I was able to show that \begin{equation}\begin{split}\mathcal B_P&:=\left\{\varepsilon\bigcap_{p\in F}U_p:F\subseteq P\text{ is finite and }\varepsilon>0\right\}\\&=\left\{\bigcap_{p\in F}U_{\frac1\varepsilon p}:F\subseteq P\text{ is finite and }\varepsilon>0\right\}\end{split}\end{equation} is an analytic basis$^1$ for $\tau$.

Now I was wondering whether $$\mathcal S_P:=\left\{\varepsilon U_p:p\in P\text{ and }\varepsilon>0\right\}=\left\{U_{\frac1\varepsilon p}:p\in P\text{ and }\varepsilon>0\right\}$$ is an analytic subbasis$^2$ for $\tau$.

By definition, this would imply that $$\mathcal B'_P:=\left\{\bigcap\mathcal F:\mathcal F\subseteq\mathcal S_P\text{ is finite}\right\}\tag1$$ is an analytic basis for $\tau$.

Does this in turn imply that $\mathcal B_P=\mathcal B'_P$?
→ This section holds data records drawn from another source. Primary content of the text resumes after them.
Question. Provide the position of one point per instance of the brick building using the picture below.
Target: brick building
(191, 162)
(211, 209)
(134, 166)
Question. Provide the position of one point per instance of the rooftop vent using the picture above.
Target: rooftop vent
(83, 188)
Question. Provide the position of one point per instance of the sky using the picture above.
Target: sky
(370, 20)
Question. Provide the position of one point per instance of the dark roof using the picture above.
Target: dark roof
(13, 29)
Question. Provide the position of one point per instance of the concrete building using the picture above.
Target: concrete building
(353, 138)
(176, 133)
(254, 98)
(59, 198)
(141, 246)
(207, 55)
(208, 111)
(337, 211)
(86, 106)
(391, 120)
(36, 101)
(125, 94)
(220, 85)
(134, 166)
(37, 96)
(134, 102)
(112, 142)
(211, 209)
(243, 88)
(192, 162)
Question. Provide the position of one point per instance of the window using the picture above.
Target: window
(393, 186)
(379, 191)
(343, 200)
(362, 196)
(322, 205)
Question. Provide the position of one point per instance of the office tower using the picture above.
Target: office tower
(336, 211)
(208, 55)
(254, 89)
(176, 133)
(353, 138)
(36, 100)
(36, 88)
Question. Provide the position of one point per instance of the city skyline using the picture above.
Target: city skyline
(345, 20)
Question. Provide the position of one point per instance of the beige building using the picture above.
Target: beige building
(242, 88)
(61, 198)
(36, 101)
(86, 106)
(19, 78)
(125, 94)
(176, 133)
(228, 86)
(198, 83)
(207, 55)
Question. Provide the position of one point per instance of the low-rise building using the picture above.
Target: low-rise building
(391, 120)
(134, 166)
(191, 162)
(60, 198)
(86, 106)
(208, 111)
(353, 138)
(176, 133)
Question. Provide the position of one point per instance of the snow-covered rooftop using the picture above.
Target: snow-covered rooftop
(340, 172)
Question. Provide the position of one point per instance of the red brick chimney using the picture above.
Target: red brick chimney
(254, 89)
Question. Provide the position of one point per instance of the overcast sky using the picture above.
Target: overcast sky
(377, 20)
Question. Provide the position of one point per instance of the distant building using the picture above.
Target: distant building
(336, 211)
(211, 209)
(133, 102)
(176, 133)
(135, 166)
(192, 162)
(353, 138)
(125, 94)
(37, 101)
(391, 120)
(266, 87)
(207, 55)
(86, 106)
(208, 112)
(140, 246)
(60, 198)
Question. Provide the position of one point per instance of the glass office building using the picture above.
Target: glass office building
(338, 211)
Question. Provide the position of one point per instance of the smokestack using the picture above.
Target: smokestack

The inclusion $\mathcal B_P\subseteq\mathcal B'_P$ is clearly trivial. Let's consider the other inclusion: Let $B\in\mathcal B_P'$. Then there is a finite $\mathcal F\subseteq\mathcal S_P$ with $$B=\bigcap\mathcal F.$$ Assume $n:=|\mathcal F|\in\mathbb N$ (i.e. $\mathcal F\ne\emptyset$). Since $\mathcal F\subseteq\mathcal S_P$, $$\mathcal F=\left\{\varepsilon_1U_{p_1},\ldots,\varepsilon_nU_{p_n}\right\}$$ for some $p_1,\ldots,p_n\in P$ and $\varepsilon_1,\ldots,\varepsilon_n>0$. If $$p:=\max_{1\le i\le n}\frac1{\varepsilon_i}p_i,$$ then clearly $$B=\bigcap_{i=1}^n\varepsilon_iU_{p_i}=U_p\tag2.$$

However, that doesn't immediately yield $B\in\mathcal B_P$, unless $p\in P$. So, maybe the desired claim doesn't hold and $\mathcal B_P$ and $\mathcal B'_p$ are distinct analytic bases for $\tau$. If that's the case, is my initial guess that $\mathcal S_P$ is in fact an analytic subbasis for $\tau$ correct at all?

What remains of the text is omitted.